Oksijenin bir hiperbarik oda içinden verilmesi, her şeyden önce gaz embolisi durumunda (örneğin, dekompresyon sendromundan dolayı) belirtilen bir uygulamadır. - Sürekli pozitif basınçlı mekanik fan. Bu durumlarda oksijen tedavisi, CPAP veya sürekli pozitif basınçlı mekanik ventilasyon olarak bilinen belirli bir mekanik ventilasyon tipi ile ilişkilidir.
KULLANILAN OKSİJEN MİKTARI
Oksijen tedavisi gören tüm hastaların aynı miktarda oksijene ihtiyacı yoktur; bazı hastalar diğerlerinden daha büyük miktarlara ihtiyaç duyar.
Ne kadar oksijen uygulanacağının seçimi ilgili hekime bağlıdır ve hastanın kanındaki oksijen eksikliğini ölçmeyi amaçlayan tanısal testlerin (ilk olarak kan gazı analizi ve nabız oksimetresi) sonucudur.
Genel olarak, kural, ciddi oksijen eksiklikleri olanların, orta düzeyde oksijen eksiklikleri olanlara göre daha fazla oksijene ihtiyaç duyduğunu uygular.
TIBBİ PERSONELİN ROLÜ
Hastane temelli oksijen tedavisinde, tıbbi personel hastayla bütüncül bir şekilde ilgilenmeleri gerektiği için merkezi bir role sahiptir.Bu nedenle, hastaya oksijen sağlayan aleti izlemek, oksijenin yeterli olup olmadığını kontrol etmek onların görevi olacaktır. güvenlik önlemlerine her zaman uyulur. oksijen tedavisi sırasında (riskler ve komplikasyonlarla ilgili bölüme bakın), herhangi bir komplikasyon durumunda hazır olun, vb.
Evde oksijen tedavisinde ise sağlık personeli daha tenha bir role sahiptir.Aslında hastaya oksijen sağlayan aleti doğru kullanmayı öğretmek ve her türlü kullanım önlemini bildirmekle yetinirler.
Riskler ve komplikasyonlar
Modern oksijen tedavisi komplikasyon riski düşük tedavi yöntemlerinden biridir ve bu nedenle oldukça güvenli bir tıbbi uygulama olarak kabul edilmelidir.
OKSİJEN TEDAVİSİNİN OLASI KOMPLİKASYONLARI NELERDİR?
Tipik olarak, oksijen tedavisi uygulanan oksijen miktarı abartılı olduğunda komplikasyonlara neden olur.
Aslında, "aşırı oksijen uygulaması şunlara yol açabilir:
- Solunum merkezlerinin paradoksal depresyonu. Bu komplikasyonun ortaya çıktığı mekanizma oldukça karmaşıktır ve bu makalenin konusu değildir;
- Akciğer hasarı
- Özellikle yeni doğan hastalarda gerçek retina hastalıklarına dönüşebilen retina bozuklukları (prematüre bebek retinopatisi);
- Orta kulak yaralanmaları (örn: kulak zarı yırtılması);
- konvülsiyonlar;
- Yangınlar. Bu komplikasyon, oksijenin bir oksitleyici olması ve oldukça yanıcı olmasıyla bağlantılıdır.

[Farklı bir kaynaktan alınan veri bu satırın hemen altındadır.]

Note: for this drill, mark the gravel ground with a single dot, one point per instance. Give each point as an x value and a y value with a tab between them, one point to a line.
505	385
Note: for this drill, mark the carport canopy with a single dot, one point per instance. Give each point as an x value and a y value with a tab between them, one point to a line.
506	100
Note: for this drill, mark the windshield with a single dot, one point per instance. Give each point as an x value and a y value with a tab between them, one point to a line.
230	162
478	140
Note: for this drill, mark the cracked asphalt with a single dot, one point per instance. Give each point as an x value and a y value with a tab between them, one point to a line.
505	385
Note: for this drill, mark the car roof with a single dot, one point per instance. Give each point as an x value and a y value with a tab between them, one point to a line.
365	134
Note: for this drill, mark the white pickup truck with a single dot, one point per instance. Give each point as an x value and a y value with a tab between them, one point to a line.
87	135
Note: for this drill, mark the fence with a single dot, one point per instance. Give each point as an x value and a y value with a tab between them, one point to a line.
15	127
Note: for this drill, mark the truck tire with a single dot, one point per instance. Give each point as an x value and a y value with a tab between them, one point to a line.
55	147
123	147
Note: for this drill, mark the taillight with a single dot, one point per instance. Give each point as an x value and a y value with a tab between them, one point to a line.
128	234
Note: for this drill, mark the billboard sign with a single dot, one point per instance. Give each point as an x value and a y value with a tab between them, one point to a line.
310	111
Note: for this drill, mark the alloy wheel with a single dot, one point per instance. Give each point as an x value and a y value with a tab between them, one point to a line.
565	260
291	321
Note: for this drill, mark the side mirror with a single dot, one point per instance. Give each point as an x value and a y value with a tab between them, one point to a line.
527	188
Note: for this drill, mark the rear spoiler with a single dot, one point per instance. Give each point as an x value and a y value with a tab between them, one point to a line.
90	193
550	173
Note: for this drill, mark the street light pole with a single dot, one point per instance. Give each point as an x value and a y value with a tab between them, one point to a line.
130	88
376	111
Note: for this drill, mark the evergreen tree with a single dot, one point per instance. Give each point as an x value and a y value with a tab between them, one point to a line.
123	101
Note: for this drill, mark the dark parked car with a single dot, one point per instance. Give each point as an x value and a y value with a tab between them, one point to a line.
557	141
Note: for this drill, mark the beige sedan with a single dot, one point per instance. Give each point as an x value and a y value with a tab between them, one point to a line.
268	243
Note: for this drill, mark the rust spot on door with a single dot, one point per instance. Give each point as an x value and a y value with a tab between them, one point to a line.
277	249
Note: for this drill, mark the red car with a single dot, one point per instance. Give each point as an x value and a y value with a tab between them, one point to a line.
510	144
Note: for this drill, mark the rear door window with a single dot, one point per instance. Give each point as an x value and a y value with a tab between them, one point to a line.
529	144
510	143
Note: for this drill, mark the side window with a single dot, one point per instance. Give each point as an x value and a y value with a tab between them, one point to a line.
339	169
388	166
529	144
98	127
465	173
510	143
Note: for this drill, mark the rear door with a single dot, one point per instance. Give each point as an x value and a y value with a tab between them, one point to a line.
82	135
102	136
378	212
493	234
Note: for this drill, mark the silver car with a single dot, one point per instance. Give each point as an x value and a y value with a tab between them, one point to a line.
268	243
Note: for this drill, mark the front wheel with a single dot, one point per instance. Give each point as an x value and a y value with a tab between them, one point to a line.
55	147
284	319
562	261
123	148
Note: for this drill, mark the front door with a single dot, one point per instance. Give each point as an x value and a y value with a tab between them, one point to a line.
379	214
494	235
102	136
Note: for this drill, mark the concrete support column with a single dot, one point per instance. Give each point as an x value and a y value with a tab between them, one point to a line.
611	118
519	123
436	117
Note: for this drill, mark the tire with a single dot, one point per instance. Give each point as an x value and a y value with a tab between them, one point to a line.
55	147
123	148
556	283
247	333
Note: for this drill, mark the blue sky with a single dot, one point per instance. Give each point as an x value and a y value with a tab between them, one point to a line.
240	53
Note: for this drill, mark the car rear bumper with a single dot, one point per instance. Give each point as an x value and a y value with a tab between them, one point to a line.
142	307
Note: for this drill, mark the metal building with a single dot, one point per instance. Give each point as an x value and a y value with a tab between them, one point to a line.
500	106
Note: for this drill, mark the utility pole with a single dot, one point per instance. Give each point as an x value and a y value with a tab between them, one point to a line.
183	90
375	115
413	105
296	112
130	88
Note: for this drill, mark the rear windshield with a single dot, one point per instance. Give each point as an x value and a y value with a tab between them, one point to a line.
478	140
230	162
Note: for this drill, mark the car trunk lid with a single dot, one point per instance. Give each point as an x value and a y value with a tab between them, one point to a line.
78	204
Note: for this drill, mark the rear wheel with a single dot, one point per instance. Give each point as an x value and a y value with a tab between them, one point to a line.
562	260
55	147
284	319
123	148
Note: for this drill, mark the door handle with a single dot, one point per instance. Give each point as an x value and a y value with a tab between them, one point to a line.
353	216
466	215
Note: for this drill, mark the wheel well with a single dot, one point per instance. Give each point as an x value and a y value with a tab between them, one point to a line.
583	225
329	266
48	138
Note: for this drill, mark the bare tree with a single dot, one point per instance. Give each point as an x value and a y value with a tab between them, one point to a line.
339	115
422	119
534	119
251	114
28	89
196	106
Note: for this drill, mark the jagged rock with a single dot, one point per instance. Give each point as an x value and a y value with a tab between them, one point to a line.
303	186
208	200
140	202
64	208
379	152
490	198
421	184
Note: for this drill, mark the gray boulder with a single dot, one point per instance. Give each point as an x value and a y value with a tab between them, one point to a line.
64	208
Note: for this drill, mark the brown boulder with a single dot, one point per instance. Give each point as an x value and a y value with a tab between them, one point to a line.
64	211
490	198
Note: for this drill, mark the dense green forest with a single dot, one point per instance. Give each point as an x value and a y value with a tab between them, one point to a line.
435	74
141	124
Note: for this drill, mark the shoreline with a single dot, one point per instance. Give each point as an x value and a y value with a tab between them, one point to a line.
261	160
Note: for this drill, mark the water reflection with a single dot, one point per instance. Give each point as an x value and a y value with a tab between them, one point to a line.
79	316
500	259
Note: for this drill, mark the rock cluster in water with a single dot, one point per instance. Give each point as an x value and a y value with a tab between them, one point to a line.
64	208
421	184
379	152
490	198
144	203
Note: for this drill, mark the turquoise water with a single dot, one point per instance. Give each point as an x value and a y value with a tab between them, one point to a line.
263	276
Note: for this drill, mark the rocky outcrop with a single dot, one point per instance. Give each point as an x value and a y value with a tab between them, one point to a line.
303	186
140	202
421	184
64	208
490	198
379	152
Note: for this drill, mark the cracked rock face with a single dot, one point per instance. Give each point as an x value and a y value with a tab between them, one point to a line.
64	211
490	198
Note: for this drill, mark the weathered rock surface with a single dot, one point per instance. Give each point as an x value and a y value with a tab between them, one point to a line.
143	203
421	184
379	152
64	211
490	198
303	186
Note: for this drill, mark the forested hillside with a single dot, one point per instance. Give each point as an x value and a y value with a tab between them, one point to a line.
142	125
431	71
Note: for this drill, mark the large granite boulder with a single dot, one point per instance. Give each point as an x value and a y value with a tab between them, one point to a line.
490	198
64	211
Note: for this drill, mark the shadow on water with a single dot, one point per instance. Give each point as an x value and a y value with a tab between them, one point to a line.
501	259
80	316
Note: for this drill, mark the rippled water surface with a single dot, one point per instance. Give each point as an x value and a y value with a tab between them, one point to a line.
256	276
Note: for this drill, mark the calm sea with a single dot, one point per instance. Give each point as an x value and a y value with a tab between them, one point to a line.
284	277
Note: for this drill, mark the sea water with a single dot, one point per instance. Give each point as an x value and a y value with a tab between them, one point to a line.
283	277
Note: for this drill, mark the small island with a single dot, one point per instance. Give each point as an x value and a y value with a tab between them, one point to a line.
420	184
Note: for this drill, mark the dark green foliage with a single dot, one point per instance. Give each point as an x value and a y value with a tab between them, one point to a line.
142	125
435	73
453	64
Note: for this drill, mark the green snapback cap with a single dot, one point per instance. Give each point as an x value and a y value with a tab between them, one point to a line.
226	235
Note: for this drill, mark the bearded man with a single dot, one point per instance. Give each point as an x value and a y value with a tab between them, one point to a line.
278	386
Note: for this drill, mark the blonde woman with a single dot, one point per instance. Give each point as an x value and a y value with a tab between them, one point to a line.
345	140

Oksijen veriliş şekliyle ilgili komplikasyonlar ve yan etkiler de vardır.
Örneğin, bir yüz maskesi veya burun tüpü kullanımı aşağıdakilere yol açabilir: burun kuruluğu, burun kanaması, cilt tahrişi, yorgunluk ve sabah baş ağrıları; Öte yandan tüpün soluk borusunda kullanılması şunlardan sorumlu olabilir: enfeksiyonlar , trakeada istenmeyen lezyonlar ve/veya trakeada balgam birikimi, trakeayı tıkayacak şekilde.